= Picture Studies =

Picture Studies is an orchestral suite by the American composer Adam Schoenberg. The work was commissioned by the Kansas City Symphony and the Nelson-Atkins Museum of Art. It was first performed by the Kansas City Symphony conducted by Michael Stern at the Kauffman Center for the Performing Arts in Kansas City on February 1, 2013.

==Composition==

===Background===
Schoenberg received the commission for Picture Studies in November 2011 from the Kansas City Symphony and the Nelson-Atkins Museum of Art, with the request that he write "a 21st-century Pictures at an Exhibition" based on pieces from their collection. Schoenberg was immediately taken by the idea and visited the museum three times over the course of six months to conceptualize the work.

Ultimately, eight of Picture Studiess movements would be based on four paintings, three photographs, and one sculpture—all by different artists. The works that inspired the movements are, respectively, Albert Bloch's painting "The Three Pierrots No. 2," Kurt Baasch photograph "Repetition," Vincent van Gogh's painting "Olive Orchard," Wassily Kandinsky's painting "Rose with Gray," Alexander Calder's sculpture "Untitled, 1937," Joan Miró's painting "Women at Sunrise," Hiroshi Sugimoto photograph "Atlantic Ocean, Cliffs of Moher," and Francis Blake's photograph "Pigeons in Flight."

===Structure===
Picture Studies has a duration of approximately 27 minutes and is cast in ten movements:

===Instrumentation===
The work is scored for a large orchestra consisting of three flutes (second and third doubling piccolo), three oboes (third doubling cor anglais), three clarinets (second doubling E-flat clarinet, third doubling bass clarinet), three bassoons (third doubling contrabassoon), four horns, three trumpets, three trombones, tuba, harp, piano (doubling celesta), timpani, three percussionists, and strings.

==Reception==
Reviewing the world premiere, the music critic Timothy L. McDonald of The Kansas City Star highly praised the piece, remarking, "Schoenberg's work is a gem, employing a broad palette of orchestral colors and musical forms.

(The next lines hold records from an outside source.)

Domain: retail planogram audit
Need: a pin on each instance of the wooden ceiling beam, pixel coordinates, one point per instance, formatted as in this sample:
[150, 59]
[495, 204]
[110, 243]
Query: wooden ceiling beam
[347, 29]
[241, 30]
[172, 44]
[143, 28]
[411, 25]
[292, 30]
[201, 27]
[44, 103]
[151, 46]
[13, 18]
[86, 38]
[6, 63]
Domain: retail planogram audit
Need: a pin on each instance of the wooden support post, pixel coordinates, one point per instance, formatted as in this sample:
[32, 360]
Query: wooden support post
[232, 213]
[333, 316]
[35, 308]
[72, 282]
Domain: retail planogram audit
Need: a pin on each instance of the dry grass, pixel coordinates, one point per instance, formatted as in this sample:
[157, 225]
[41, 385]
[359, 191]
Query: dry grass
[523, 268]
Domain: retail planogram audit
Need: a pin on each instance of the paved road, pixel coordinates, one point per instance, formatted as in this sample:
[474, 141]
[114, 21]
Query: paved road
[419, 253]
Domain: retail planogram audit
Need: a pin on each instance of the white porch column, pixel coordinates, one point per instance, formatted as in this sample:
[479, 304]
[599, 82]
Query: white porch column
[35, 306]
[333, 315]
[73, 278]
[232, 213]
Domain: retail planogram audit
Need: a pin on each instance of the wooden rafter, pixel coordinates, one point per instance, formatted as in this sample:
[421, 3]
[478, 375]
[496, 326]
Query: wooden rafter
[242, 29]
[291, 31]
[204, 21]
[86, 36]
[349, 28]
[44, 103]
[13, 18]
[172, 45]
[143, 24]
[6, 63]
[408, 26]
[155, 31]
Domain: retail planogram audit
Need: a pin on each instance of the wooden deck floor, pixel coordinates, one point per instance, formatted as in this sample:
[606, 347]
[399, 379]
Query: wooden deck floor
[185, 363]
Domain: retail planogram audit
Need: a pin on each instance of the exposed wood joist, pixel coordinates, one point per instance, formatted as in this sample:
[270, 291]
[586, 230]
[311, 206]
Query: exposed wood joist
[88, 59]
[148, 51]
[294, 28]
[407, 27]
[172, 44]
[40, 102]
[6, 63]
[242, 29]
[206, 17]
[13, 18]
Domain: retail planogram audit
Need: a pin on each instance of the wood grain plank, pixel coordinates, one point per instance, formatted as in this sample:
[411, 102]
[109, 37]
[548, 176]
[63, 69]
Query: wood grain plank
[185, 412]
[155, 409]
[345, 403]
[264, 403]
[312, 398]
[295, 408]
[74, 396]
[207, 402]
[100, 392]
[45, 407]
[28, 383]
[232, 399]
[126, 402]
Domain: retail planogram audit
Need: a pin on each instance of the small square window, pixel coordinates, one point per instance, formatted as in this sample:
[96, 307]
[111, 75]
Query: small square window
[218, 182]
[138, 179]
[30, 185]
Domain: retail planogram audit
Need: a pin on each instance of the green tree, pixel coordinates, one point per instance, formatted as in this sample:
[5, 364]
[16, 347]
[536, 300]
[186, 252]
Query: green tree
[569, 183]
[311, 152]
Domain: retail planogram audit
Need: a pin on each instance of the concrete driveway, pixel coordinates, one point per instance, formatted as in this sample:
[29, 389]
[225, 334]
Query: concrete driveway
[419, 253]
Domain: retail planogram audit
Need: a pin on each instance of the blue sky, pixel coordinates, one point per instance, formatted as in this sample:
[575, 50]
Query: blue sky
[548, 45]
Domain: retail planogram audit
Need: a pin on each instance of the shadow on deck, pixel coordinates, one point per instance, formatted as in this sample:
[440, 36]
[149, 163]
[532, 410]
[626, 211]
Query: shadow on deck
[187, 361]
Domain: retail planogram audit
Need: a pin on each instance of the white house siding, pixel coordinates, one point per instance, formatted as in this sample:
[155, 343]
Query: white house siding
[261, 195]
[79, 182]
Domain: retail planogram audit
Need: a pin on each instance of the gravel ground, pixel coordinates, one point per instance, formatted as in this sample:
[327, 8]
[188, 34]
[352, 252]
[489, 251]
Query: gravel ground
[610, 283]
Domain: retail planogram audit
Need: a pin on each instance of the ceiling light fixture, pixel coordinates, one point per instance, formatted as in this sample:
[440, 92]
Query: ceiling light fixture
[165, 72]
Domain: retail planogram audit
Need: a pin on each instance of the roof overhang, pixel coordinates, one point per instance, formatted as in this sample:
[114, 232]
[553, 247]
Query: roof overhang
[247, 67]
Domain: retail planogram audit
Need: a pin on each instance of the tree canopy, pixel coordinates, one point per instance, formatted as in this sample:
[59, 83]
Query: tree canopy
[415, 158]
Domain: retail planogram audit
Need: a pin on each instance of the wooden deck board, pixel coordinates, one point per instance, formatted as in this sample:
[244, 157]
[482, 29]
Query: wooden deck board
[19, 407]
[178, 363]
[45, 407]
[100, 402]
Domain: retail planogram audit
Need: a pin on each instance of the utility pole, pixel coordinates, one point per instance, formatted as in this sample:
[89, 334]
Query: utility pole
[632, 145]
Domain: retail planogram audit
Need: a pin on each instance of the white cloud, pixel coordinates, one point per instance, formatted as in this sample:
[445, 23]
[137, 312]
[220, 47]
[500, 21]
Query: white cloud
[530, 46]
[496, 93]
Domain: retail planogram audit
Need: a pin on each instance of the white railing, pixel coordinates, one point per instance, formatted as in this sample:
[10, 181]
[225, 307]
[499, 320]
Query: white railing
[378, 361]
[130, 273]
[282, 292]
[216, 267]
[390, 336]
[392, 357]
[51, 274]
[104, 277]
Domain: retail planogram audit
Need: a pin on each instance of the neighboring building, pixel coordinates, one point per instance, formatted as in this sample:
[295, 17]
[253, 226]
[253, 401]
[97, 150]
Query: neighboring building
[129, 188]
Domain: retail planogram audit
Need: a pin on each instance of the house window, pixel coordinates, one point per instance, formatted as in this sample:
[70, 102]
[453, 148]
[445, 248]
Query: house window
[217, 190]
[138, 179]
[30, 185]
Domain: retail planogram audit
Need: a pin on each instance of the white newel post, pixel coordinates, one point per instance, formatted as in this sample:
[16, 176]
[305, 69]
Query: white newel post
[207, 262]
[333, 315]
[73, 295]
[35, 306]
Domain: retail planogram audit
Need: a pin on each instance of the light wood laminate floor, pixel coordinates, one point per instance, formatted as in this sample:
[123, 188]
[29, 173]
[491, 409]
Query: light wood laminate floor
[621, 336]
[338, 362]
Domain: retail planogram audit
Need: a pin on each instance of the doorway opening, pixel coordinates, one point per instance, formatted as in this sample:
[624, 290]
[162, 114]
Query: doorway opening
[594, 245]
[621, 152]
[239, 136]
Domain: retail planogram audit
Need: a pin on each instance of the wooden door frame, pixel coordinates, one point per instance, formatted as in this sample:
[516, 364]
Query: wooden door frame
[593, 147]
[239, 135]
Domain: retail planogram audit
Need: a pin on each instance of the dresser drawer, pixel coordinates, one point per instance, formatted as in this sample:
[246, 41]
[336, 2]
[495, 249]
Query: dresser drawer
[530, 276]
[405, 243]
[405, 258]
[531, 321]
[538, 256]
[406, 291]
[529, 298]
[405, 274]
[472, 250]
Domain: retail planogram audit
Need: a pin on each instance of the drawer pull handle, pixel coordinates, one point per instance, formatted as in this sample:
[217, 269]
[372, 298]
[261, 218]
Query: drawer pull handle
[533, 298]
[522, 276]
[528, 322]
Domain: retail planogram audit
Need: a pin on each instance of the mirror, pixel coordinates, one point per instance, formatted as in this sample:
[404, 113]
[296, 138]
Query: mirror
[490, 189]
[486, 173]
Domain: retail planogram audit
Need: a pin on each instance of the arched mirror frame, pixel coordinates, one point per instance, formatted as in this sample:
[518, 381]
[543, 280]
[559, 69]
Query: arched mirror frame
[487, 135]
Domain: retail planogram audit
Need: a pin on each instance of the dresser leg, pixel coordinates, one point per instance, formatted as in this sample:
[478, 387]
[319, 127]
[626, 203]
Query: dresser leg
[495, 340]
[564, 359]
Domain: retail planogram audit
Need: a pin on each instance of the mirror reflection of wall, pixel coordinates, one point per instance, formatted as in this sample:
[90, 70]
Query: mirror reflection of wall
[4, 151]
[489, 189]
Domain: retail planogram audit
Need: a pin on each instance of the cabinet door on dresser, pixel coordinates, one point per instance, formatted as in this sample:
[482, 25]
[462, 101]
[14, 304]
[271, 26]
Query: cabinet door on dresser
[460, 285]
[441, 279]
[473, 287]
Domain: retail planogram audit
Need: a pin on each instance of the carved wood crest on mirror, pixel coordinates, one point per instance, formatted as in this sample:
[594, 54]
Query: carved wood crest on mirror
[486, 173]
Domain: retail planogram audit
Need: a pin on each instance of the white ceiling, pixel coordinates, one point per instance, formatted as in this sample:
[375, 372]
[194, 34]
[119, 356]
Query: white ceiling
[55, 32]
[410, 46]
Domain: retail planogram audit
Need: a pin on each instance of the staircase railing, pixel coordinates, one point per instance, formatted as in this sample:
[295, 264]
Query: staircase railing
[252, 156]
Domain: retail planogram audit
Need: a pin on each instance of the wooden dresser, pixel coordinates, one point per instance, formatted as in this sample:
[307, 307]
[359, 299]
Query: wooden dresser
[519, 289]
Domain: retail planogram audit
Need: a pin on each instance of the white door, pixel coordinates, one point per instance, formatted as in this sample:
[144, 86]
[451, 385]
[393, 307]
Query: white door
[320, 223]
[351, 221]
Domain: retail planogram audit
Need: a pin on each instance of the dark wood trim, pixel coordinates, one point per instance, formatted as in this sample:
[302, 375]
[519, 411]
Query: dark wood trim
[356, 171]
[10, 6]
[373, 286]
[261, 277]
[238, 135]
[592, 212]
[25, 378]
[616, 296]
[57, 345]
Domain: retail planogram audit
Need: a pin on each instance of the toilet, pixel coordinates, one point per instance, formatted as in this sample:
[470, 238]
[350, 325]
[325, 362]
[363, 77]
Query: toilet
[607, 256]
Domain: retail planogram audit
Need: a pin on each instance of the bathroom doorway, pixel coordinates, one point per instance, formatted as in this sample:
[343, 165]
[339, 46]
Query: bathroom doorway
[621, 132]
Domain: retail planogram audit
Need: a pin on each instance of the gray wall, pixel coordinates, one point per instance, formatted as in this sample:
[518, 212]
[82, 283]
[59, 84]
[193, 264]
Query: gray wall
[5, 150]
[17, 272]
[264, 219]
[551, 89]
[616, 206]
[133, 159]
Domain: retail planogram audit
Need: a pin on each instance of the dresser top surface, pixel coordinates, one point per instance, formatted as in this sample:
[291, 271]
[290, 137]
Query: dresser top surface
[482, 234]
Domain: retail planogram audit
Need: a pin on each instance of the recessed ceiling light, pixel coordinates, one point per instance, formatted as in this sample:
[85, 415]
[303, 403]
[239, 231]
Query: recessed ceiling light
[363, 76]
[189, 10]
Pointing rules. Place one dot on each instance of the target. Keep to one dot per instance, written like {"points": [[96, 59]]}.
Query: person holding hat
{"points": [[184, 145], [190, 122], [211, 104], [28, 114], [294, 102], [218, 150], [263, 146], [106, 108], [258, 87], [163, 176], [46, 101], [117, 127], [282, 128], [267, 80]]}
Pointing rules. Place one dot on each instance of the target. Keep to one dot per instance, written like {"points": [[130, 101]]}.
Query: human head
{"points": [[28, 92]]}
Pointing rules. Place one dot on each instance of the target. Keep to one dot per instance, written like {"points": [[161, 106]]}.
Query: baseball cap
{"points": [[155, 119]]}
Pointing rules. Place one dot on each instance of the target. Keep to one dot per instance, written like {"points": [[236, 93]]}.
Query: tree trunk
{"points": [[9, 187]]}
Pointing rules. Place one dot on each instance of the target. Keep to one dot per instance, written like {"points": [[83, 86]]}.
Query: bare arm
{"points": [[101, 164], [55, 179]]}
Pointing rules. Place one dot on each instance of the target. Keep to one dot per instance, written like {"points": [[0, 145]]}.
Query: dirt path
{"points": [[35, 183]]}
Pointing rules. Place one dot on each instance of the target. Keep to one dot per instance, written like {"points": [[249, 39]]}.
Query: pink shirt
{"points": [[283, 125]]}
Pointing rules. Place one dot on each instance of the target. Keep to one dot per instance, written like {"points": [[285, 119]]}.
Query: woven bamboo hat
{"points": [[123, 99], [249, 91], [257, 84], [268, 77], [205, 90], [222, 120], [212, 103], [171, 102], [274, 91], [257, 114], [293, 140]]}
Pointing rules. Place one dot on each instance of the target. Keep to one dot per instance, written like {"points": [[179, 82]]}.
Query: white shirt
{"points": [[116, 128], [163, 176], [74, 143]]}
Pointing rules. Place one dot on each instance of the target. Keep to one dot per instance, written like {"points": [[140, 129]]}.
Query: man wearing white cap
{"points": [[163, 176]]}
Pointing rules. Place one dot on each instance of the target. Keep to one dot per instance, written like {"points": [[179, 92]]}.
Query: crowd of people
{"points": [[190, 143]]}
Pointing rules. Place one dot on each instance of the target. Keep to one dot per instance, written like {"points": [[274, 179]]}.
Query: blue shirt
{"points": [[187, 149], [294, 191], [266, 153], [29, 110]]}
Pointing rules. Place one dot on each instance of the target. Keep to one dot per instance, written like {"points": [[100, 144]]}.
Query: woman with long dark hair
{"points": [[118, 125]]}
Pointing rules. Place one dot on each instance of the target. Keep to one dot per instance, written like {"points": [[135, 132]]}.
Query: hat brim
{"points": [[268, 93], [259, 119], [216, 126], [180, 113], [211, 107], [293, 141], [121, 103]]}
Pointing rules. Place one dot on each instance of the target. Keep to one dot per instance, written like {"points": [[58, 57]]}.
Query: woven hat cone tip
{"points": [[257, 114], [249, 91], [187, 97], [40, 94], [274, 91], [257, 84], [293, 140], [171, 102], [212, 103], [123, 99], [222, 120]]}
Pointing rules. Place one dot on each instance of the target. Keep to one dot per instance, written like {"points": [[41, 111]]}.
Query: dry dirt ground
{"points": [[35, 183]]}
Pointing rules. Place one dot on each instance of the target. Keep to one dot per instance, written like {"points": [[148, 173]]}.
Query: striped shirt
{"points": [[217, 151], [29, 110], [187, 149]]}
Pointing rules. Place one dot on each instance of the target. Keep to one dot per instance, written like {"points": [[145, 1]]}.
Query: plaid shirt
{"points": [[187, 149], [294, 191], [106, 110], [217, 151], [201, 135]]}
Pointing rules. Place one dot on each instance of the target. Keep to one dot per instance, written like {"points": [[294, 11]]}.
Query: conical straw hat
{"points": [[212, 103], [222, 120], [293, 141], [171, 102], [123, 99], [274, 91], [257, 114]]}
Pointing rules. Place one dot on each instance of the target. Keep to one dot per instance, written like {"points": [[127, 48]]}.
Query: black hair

Even within individual movements, the music is kaleidoscopic, with ever-changing colors and textures." McDonald continued, "Whether the sensuous melody of the 'Olive Orchard,' the jaunty whimsicality of 'The Three Pierrots' or the explosive rhythmic brutality of 'Kandinsky,' Picture Studies captured a remarkable variety of moods."

==Recording==
A recording of the Picture Studies featuring the Kansas City Symphony under the direction of Michael Stern was released through Reference Recordings on January 20, 2017. The album also includes performances of Schoenberg's Finding Rothko (2006) and American Symphony (2011).